Ziga Rejects That Weapons from Slovakia Went to Middle East

Ziga Rejects That Weapons from Slovakia Went to Middle East

Bratislava, November 30 (TASR) – Slovak Economy Minister Peter Ziga (Smer-SD) after the Cabinet session on Wednesday rejected any involvement of Slovakia in the alleged discovery of weapons in the Middle East.

According to Ziga, the weapons and ammunition that were sent from Slovenia to Slovakia back in 2005 were properly decommissioned by the Military Repair Company (VOP) in Novaky (Trencin region). “I don’t understand why there are any doubts emerging,” said Ziga.

The Economy Ministry in the spring of 2005 granted a licence for the delivery of 132 rockets from a Slovenian firm to VOP. Ziga said that they were decommissioned in August of the same year, which could be proved by the invoice and the protocol. “Thousands of weapons of this batch number were created. Only 132 pieces of them were delivered to Slovakia; those were decommissioned and destroyed,” stated Ziga.

Ziga is pleading for people not to make a banana republic out of Slovakia, because everything works just as it should. “The Economy Ministry didn’t provide any export or re-export licence on this kind of ammunition and weapons,” said Ziga, stressing that the only two countries that have provided some information about these rockets were Slovakia and Slovenia and now they’re being punished for it. He thinks that it is strange.

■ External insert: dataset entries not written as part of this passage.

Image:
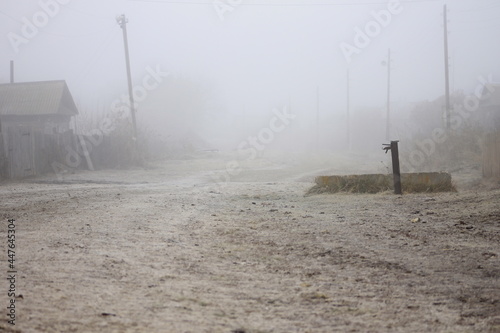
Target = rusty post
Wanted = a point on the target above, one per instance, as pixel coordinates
(396, 173)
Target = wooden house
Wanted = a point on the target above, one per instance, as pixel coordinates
(35, 126)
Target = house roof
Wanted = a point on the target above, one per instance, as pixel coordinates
(36, 98)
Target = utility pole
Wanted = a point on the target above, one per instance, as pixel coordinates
(446, 69)
(122, 21)
(348, 111)
(317, 117)
(388, 118)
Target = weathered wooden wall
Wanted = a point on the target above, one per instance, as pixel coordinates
(491, 155)
(31, 152)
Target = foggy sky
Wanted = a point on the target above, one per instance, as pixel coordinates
(262, 54)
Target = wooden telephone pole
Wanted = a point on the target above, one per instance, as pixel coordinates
(122, 21)
(446, 69)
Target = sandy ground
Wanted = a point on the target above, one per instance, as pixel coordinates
(168, 249)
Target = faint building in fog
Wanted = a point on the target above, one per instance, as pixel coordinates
(35, 125)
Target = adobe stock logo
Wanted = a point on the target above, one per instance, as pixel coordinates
(224, 6)
(30, 28)
(363, 37)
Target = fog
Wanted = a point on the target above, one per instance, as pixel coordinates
(223, 69)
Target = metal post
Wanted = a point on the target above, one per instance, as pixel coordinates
(12, 71)
(388, 123)
(396, 173)
(122, 21)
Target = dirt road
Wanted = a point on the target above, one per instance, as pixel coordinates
(169, 250)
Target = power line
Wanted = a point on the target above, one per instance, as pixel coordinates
(282, 4)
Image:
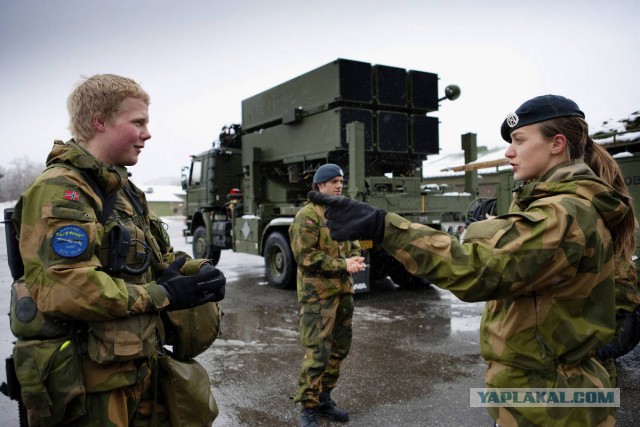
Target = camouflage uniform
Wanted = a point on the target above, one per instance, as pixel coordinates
(325, 290)
(546, 270)
(115, 320)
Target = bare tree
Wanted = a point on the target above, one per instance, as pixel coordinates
(18, 177)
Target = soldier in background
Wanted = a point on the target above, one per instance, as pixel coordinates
(101, 271)
(325, 290)
(546, 269)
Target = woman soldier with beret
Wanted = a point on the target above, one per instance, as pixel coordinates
(546, 269)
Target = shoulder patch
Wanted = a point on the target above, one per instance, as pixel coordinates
(69, 241)
(486, 229)
(71, 195)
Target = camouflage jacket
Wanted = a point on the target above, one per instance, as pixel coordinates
(65, 250)
(322, 265)
(546, 269)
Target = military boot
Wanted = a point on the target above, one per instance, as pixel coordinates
(308, 417)
(328, 408)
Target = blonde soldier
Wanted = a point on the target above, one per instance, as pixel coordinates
(99, 284)
(325, 290)
(546, 269)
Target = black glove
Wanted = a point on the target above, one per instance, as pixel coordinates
(349, 219)
(206, 285)
(628, 337)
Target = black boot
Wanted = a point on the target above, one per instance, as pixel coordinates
(308, 417)
(328, 408)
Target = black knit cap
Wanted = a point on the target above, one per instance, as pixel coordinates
(538, 110)
(326, 172)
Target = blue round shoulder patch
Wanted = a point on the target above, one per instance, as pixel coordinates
(70, 241)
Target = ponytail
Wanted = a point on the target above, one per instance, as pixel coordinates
(582, 146)
(605, 166)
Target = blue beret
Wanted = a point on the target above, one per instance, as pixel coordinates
(538, 110)
(327, 172)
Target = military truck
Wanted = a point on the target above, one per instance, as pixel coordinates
(371, 120)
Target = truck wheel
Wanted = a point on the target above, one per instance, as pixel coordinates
(280, 267)
(200, 247)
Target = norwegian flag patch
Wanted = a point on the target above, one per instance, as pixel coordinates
(71, 195)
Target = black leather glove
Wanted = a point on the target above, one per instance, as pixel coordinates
(206, 285)
(628, 337)
(349, 219)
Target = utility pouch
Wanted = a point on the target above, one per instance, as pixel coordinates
(193, 330)
(27, 322)
(124, 339)
(187, 392)
(51, 380)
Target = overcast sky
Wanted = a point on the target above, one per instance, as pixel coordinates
(199, 59)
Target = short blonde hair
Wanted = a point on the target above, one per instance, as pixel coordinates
(99, 95)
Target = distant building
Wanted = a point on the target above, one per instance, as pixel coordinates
(165, 200)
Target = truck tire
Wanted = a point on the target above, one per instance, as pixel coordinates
(201, 249)
(280, 267)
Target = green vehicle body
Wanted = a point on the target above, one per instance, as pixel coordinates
(371, 120)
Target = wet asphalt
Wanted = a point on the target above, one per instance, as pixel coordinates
(414, 357)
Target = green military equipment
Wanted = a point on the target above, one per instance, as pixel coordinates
(371, 120)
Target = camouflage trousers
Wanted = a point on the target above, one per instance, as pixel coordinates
(137, 405)
(590, 374)
(325, 332)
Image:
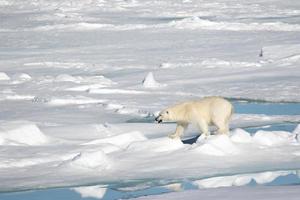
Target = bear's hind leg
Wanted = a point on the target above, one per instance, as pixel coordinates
(223, 128)
(179, 130)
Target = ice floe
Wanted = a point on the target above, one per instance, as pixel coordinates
(21, 133)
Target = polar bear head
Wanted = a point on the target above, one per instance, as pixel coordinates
(164, 115)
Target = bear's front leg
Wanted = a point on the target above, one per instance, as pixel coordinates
(203, 128)
(179, 130)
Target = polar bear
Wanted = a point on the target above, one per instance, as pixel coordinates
(202, 113)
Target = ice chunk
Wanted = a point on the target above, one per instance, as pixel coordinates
(150, 82)
(91, 160)
(20, 132)
(218, 145)
(215, 182)
(20, 78)
(122, 140)
(73, 100)
(4, 77)
(157, 145)
(97, 191)
(65, 78)
(240, 136)
(268, 138)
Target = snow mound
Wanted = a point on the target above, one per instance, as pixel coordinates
(4, 77)
(297, 130)
(21, 133)
(241, 136)
(218, 145)
(65, 78)
(296, 133)
(97, 191)
(150, 82)
(272, 138)
(215, 182)
(122, 140)
(20, 78)
(278, 52)
(157, 145)
(198, 23)
(91, 160)
(73, 100)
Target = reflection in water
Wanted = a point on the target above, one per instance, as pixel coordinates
(264, 178)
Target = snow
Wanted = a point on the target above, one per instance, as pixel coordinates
(92, 191)
(150, 82)
(4, 76)
(247, 193)
(21, 133)
(81, 82)
(95, 160)
(272, 138)
(219, 145)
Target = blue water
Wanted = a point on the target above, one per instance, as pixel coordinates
(267, 108)
(69, 194)
(114, 193)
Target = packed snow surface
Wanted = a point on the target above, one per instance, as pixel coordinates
(81, 83)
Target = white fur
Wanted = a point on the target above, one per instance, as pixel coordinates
(202, 113)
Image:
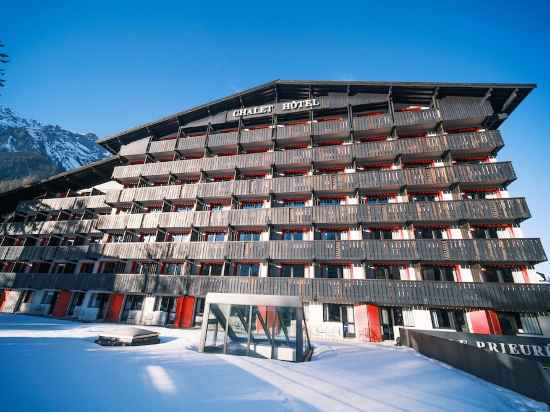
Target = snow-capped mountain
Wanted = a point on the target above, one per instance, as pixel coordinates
(65, 149)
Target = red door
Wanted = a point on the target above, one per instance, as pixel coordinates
(61, 304)
(115, 307)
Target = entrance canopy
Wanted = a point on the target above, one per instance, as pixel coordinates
(265, 326)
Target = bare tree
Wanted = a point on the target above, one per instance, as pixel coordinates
(4, 60)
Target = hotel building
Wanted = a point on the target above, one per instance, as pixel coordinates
(381, 204)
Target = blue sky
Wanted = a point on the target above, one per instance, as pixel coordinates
(106, 66)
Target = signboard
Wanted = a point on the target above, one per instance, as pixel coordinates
(530, 347)
(292, 106)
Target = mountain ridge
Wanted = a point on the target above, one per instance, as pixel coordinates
(31, 150)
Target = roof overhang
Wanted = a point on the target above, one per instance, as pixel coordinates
(504, 97)
(75, 179)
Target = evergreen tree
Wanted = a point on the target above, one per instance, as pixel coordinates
(4, 60)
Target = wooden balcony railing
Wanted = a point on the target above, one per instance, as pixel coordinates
(369, 151)
(401, 293)
(434, 178)
(489, 211)
(63, 203)
(525, 251)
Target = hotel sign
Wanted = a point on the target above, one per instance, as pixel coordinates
(530, 347)
(294, 105)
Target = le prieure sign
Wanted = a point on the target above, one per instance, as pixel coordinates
(533, 348)
(292, 106)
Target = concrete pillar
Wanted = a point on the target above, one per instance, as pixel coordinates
(185, 309)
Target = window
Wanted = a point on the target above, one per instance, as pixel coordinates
(87, 267)
(485, 233)
(48, 297)
(133, 302)
(163, 303)
(248, 269)
(150, 238)
(376, 200)
(422, 197)
(428, 233)
(331, 272)
(27, 296)
(97, 300)
(251, 205)
(292, 203)
(249, 236)
(448, 319)
(440, 319)
(215, 237)
(329, 202)
(438, 273)
(519, 323)
(211, 269)
(173, 268)
(503, 275)
(474, 195)
(332, 312)
(184, 208)
(378, 234)
(331, 235)
(293, 235)
(113, 267)
(292, 271)
(383, 272)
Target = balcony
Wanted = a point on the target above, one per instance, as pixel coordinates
(436, 178)
(96, 202)
(451, 212)
(163, 147)
(478, 143)
(299, 132)
(463, 112)
(191, 145)
(406, 121)
(331, 128)
(517, 251)
(226, 140)
(135, 149)
(256, 136)
(372, 125)
(426, 294)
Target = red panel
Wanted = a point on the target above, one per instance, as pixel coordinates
(3, 297)
(188, 311)
(375, 329)
(367, 323)
(485, 321)
(178, 322)
(115, 307)
(61, 304)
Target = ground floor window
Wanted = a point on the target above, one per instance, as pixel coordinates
(448, 319)
(48, 297)
(163, 303)
(519, 323)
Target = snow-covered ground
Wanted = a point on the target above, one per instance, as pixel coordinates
(53, 365)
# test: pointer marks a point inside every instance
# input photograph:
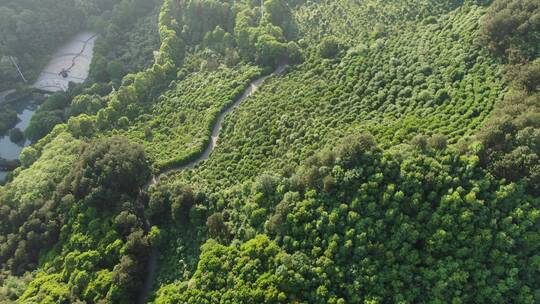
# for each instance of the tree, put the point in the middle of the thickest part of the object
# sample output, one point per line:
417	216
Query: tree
216	226
329	47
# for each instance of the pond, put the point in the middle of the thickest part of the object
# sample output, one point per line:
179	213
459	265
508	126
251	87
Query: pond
70	63
8	149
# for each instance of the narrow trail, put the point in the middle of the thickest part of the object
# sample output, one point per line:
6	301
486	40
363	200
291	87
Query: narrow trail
85	44
154	253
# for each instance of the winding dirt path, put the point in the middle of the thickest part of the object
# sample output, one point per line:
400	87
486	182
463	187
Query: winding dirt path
154	254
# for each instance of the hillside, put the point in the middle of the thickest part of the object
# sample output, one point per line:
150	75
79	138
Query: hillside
370	152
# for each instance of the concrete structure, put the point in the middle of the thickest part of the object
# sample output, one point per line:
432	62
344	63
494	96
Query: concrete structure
73	58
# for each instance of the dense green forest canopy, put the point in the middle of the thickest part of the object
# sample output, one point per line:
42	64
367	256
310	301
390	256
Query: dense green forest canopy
395	158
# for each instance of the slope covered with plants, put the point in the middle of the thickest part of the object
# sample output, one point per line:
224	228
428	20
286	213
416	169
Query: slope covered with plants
395	159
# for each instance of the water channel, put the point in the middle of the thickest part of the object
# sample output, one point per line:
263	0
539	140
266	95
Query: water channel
74	57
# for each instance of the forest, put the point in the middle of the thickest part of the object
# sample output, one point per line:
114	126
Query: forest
277	151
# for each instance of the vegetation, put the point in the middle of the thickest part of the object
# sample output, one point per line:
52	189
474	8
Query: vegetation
395	158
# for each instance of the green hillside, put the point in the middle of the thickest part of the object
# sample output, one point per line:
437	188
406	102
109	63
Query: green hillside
387	153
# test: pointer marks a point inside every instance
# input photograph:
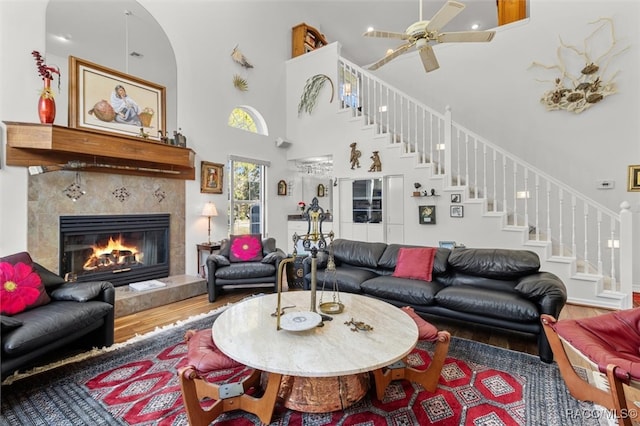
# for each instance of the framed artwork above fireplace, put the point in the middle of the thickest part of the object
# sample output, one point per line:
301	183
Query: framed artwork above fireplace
107	100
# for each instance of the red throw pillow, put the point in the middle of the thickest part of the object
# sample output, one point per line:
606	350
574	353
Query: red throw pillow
426	330
245	248
415	263
204	355
20	288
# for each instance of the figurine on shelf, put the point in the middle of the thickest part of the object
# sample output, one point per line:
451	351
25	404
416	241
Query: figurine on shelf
376	165
179	138
354	158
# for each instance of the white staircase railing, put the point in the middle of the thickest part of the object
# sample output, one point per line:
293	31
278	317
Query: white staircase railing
570	224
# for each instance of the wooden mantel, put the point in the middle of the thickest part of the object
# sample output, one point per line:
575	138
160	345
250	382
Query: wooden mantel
55	147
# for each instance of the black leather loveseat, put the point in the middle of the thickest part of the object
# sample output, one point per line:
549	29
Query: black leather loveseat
76	316
226	270
492	287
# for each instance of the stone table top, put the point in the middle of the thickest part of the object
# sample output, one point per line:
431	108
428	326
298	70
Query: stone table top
247	333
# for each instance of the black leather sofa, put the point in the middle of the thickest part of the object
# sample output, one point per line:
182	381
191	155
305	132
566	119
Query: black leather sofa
80	316
493	287
223	272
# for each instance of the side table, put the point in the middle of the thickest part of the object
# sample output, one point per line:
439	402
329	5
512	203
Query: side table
208	249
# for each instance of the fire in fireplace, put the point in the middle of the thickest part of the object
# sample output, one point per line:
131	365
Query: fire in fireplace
118	248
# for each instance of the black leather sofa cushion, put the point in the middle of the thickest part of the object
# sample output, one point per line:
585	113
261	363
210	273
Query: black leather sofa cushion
454	278
348	279
238	271
496	304
52	322
390	256
494	263
413	292
358	253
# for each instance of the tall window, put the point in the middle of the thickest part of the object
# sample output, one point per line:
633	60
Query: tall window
247	196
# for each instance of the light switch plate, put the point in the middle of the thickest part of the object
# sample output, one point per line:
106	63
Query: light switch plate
605	184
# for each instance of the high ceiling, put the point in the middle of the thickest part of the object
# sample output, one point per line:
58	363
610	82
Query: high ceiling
390	15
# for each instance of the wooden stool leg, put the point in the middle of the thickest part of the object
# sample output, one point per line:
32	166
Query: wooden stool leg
427	378
227	397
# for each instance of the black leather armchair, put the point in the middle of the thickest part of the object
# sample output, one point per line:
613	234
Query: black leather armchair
79	316
224	271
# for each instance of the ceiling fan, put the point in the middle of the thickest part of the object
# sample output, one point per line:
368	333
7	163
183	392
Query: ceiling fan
422	33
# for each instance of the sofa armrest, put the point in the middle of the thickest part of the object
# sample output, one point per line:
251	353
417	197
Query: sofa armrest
546	290
274	257
85	291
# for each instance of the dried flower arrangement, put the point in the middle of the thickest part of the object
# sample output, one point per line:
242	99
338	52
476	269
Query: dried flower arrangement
310	92
578	93
46	72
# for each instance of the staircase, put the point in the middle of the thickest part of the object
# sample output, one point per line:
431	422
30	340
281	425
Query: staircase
588	245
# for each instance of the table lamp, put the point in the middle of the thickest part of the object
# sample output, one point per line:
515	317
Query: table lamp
209	210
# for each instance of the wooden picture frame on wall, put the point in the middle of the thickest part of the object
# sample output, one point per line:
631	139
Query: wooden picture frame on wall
96	101
634	178
211	177
427	215
282	187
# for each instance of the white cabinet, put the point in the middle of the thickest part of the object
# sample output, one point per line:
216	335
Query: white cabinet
362	209
394	209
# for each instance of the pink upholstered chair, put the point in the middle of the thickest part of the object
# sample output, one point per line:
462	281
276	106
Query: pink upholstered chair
605	350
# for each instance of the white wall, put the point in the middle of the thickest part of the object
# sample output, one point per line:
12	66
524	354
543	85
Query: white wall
493	91
22	31
488	86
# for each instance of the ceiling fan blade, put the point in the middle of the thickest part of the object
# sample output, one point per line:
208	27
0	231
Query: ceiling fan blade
468	36
399	51
429	60
386	34
450	10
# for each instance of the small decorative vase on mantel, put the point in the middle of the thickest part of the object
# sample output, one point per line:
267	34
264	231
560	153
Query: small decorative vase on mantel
46	104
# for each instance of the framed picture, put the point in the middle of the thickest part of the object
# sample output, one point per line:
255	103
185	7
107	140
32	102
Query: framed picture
456	211
282	187
427	215
211	177
447	244
111	101
634	178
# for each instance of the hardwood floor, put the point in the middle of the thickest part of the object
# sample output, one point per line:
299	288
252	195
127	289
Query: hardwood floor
145	321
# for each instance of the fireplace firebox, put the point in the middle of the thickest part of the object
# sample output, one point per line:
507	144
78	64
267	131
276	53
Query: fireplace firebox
118	248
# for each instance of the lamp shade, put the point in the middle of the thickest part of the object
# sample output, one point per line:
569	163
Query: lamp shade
209	209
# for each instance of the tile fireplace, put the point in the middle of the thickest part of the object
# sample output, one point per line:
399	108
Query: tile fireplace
118	248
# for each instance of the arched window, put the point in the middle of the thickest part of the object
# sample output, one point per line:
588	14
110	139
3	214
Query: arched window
248	118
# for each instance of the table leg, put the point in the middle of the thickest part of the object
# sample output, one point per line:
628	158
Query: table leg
228	397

The information about the rockets was reported by SME daily on Tuesday. The daily thus assumed that the Islamic State’s supply route starts in or leads through Slovakia. The daily was referring to findings by the Conflict Armament Research expert group which, funded by the European Commission, examines ammunition used in war zones in the Middle East.

The Czech Investigative Journalism Centre also said that some of the ammo found in Libya and Iraq has the same batch number as those from military storage houses in Slovenia. However, the daily hasn’t excluded the fact that such ammo could be stored in multiple former Yugoslav states, as the rockets originated in former Yugoslavia.